Switzerland-based Ava, which is developing a fertility tracking system, raised $2.6 million from ZKB and Swisscom as well as angel investors.
The company, which has offices in Zurich and San Francisco, is working on creating a wearable device, worn only at night, that it claims can measure nine physiological parameters. The company lists seven such parameters on its website: neurological, behavioral, social, thermal, dermatological, respiratory, and cardiovascular parameters. The company explained that while a woman can track some changes during her menstrual cycle, like mood swings and skin breakouts, others are too small to be seen or felt.
Using this data, which is sent to a companion app, Ava aims to help a woman predict her fertile window -- the day before and the day of ovulation. The company will launch the device for preorders in 2016 and expects it to retail for $249 when it launches in mid-2016 with an additional $5 per month subscription fee. Ava is currently conducting a clinical trial with the bracelet at the University Hospital of Zurich and expects to submit a publication in December 2015.
The company plans to first focus on the fertility tracking and conception market, but will eventually expand the technology to detect pathologies during pregnancy and help women with non-hormonal contraception.
A number of companies focused on mobile-enabled fertility tracking have made news in the last few months.
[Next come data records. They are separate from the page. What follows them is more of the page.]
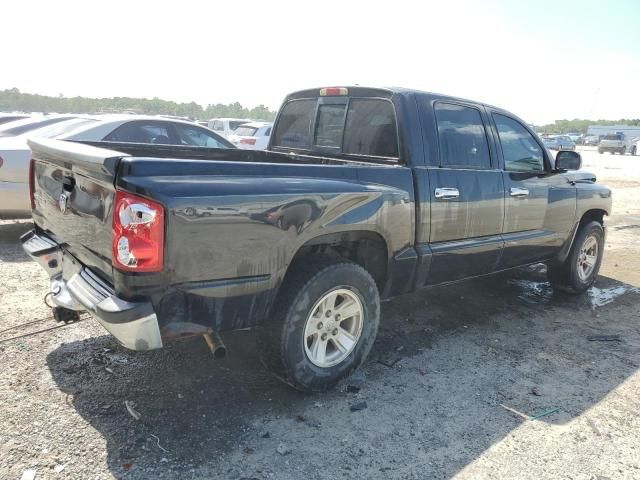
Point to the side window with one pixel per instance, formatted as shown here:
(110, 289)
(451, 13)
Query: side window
(138, 132)
(197, 137)
(294, 124)
(371, 128)
(520, 150)
(462, 137)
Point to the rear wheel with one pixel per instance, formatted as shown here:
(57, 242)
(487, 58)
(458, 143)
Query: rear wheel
(580, 269)
(323, 325)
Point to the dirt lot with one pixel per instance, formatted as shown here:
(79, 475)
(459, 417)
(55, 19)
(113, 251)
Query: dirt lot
(460, 353)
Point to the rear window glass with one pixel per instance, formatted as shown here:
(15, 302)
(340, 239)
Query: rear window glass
(246, 131)
(329, 125)
(294, 124)
(233, 124)
(368, 128)
(371, 129)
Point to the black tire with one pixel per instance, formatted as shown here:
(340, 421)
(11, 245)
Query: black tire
(565, 276)
(282, 346)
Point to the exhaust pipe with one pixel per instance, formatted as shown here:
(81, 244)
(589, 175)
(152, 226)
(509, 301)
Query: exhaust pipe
(215, 344)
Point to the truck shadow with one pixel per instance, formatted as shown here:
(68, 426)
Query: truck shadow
(444, 362)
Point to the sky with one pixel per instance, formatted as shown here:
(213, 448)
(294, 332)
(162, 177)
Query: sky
(542, 60)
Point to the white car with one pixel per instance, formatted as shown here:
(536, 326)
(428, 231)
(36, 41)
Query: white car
(226, 126)
(252, 136)
(15, 153)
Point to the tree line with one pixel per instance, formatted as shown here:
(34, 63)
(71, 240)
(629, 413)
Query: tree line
(580, 125)
(15, 100)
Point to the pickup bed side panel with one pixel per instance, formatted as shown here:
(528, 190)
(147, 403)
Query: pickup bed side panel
(233, 229)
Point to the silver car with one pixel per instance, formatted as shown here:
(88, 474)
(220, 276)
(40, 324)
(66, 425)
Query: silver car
(15, 153)
(558, 142)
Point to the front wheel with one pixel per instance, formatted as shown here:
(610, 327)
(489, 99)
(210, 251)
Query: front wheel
(323, 325)
(580, 269)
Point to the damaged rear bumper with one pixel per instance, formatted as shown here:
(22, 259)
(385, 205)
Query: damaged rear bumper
(75, 287)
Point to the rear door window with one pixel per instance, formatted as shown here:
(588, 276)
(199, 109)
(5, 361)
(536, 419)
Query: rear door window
(520, 150)
(461, 136)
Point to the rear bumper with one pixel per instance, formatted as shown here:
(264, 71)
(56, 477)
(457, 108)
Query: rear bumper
(73, 286)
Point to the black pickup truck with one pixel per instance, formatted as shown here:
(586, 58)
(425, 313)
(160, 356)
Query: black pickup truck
(362, 195)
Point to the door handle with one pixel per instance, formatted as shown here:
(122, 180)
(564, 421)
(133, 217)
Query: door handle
(518, 192)
(447, 193)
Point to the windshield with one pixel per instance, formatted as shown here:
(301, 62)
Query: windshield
(246, 131)
(57, 129)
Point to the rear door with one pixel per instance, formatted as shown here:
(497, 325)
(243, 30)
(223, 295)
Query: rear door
(540, 205)
(466, 196)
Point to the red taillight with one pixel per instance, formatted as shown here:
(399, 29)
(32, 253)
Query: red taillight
(138, 234)
(32, 184)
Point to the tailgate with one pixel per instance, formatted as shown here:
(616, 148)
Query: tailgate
(73, 191)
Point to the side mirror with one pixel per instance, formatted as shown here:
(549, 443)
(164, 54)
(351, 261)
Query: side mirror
(568, 160)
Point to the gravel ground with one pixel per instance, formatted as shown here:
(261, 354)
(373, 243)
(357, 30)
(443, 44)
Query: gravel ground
(447, 363)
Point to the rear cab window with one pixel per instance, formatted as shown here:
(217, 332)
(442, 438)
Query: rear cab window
(339, 125)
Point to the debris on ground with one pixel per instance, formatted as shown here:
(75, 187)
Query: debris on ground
(544, 413)
(604, 338)
(283, 449)
(513, 410)
(356, 407)
(132, 411)
(29, 474)
(535, 416)
(389, 359)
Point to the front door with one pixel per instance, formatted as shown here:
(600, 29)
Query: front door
(466, 197)
(540, 205)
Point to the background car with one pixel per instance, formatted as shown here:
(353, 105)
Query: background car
(226, 126)
(11, 117)
(15, 153)
(612, 143)
(18, 127)
(558, 142)
(14, 165)
(252, 136)
(591, 140)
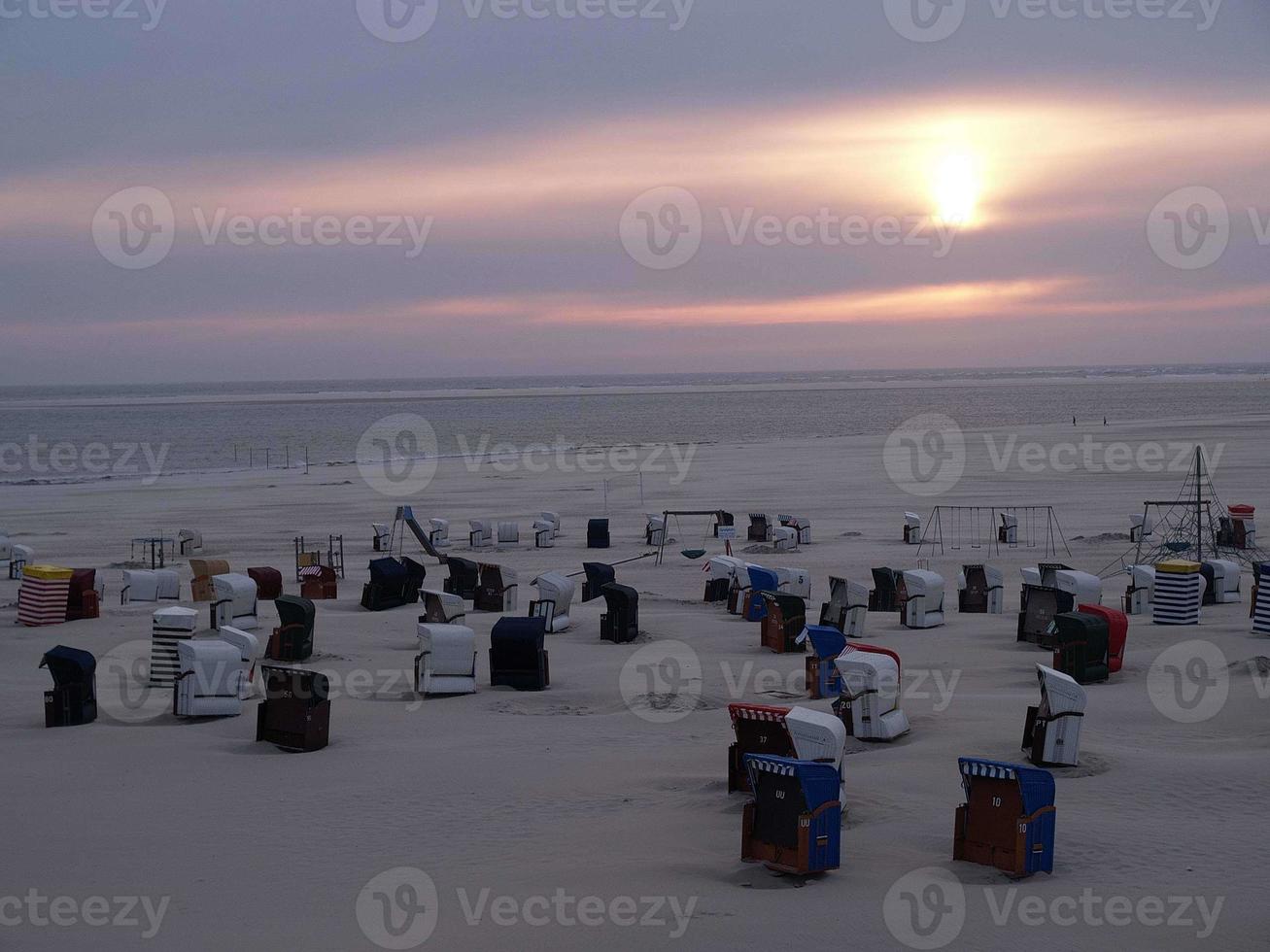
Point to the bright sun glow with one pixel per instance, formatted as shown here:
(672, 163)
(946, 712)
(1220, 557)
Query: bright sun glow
(955, 187)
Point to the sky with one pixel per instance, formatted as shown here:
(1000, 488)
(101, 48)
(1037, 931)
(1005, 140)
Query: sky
(199, 190)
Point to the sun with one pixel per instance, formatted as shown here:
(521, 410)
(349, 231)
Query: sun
(956, 185)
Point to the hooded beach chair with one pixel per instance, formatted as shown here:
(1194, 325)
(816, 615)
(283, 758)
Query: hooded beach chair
(554, 600)
(597, 533)
(73, 700)
(441, 607)
(794, 822)
(1179, 593)
(980, 589)
(211, 679)
(620, 624)
(517, 658)
(251, 653)
(870, 683)
(168, 629)
(202, 570)
(1142, 589)
(1051, 730)
(1008, 820)
(782, 622)
(923, 602)
(394, 583)
(757, 729)
(480, 533)
(83, 598)
(597, 576)
(884, 595)
(822, 674)
(235, 602)
(189, 541)
(446, 663)
(293, 637)
(760, 528)
(268, 582)
(497, 591)
(463, 578)
(1081, 646)
(294, 714)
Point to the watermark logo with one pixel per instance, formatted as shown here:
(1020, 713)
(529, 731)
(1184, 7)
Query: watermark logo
(661, 683)
(397, 20)
(1190, 682)
(397, 455)
(925, 909)
(925, 20)
(135, 227)
(1189, 228)
(662, 227)
(399, 907)
(925, 456)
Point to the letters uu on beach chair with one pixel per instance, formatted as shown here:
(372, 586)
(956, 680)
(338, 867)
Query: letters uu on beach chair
(923, 605)
(1051, 730)
(463, 578)
(1008, 820)
(497, 591)
(597, 533)
(870, 682)
(394, 583)
(620, 624)
(1142, 589)
(441, 607)
(211, 679)
(554, 600)
(822, 673)
(517, 657)
(597, 576)
(794, 822)
(235, 602)
(73, 700)
(980, 591)
(248, 646)
(293, 637)
(294, 714)
(446, 663)
(1179, 593)
(782, 622)
(168, 629)
(847, 607)
(1081, 646)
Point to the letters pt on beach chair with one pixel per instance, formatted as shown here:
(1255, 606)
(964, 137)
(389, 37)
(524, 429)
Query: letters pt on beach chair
(1008, 820)
(73, 700)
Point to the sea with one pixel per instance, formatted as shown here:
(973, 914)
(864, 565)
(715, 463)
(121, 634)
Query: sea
(51, 433)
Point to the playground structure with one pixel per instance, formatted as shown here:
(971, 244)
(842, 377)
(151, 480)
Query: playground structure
(993, 527)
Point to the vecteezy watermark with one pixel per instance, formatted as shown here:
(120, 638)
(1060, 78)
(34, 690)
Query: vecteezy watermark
(136, 228)
(399, 909)
(927, 909)
(932, 20)
(663, 227)
(148, 12)
(397, 455)
(38, 459)
(404, 21)
(38, 910)
(925, 456)
(674, 459)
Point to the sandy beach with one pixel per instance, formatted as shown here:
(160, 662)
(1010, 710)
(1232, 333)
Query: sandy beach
(531, 811)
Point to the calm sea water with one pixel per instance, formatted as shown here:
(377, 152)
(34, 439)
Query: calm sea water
(214, 425)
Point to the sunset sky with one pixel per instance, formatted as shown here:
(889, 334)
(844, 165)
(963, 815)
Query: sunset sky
(997, 183)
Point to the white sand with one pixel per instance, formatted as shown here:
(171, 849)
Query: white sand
(528, 794)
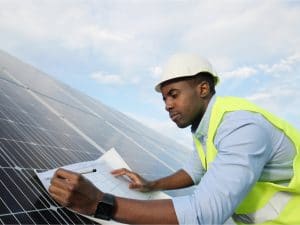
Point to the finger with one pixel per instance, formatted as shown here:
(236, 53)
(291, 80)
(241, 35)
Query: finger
(135, 186)
(59, 183)
(57, 190)
(59, 199)
(65, 174)
(120, 172)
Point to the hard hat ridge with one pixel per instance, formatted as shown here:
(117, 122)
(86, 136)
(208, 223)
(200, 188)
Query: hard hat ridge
(185, 65)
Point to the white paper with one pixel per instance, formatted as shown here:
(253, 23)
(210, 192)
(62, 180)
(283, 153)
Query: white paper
(104, 180)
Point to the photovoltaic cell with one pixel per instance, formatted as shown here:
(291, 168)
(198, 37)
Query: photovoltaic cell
(45, 124)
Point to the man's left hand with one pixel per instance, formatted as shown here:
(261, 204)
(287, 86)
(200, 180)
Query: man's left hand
(72, 190)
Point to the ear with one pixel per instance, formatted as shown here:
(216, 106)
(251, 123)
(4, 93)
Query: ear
(203, 89)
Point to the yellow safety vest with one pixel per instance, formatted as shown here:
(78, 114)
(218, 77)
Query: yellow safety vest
(262, 192)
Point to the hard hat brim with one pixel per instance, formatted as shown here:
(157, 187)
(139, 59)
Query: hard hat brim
(158, 86)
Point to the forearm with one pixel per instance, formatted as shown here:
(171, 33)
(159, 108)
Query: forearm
(144, 212)
(179, 179)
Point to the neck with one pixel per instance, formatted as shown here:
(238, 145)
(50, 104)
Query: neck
(197, 121)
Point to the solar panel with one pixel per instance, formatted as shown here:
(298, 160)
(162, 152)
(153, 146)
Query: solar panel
(45, 124)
Three companies, Conceivable, Kindara, and Clue raised money. In April, Austin, Texas-based Conceivable raised $800,000 from angel investors for its fertility app, which is designed to help women who are having trouble conceiving a child and staying pregnant. The Conceivable program, which costs $199 per month, includes a monthly shipment of three herbal “formulas” aimed at helping women get pregnant.
A few months later, Boulder, Colorado-based Kindara raised $5.3 million in a round led by Boston Seed Capital. Kindara offers a fertility tracking app which collects a number of health metrics including temperature, cervical fluid, menstruation, and sex.
Then, last month, Germany-based Clue raised $7 million from Union Square Ventures and Mosaic Ventures. Clue uses an algorithm to calculate and predict a woman’s next period. Users can add other information to the app, including updates on mood, sexual activity, level of flow, and personal notes. Users can also enter their basal body temperature, set reminders, and keep track of birth control pill usage.
Two other fertility tracking startups, Welltwigs and Prima-Temp unveiled devices this year. Welltwigs has developed a device that monitors the woman’s basal body temperature (BBT), called Thermotwig, and a device that measures hormone levels, called Labtwig. And Prima-Temp is developing a wireless sensor that continuously and passively tracks a woman’s core body temperature, called Priya, to help a woman understand when she is most fertile.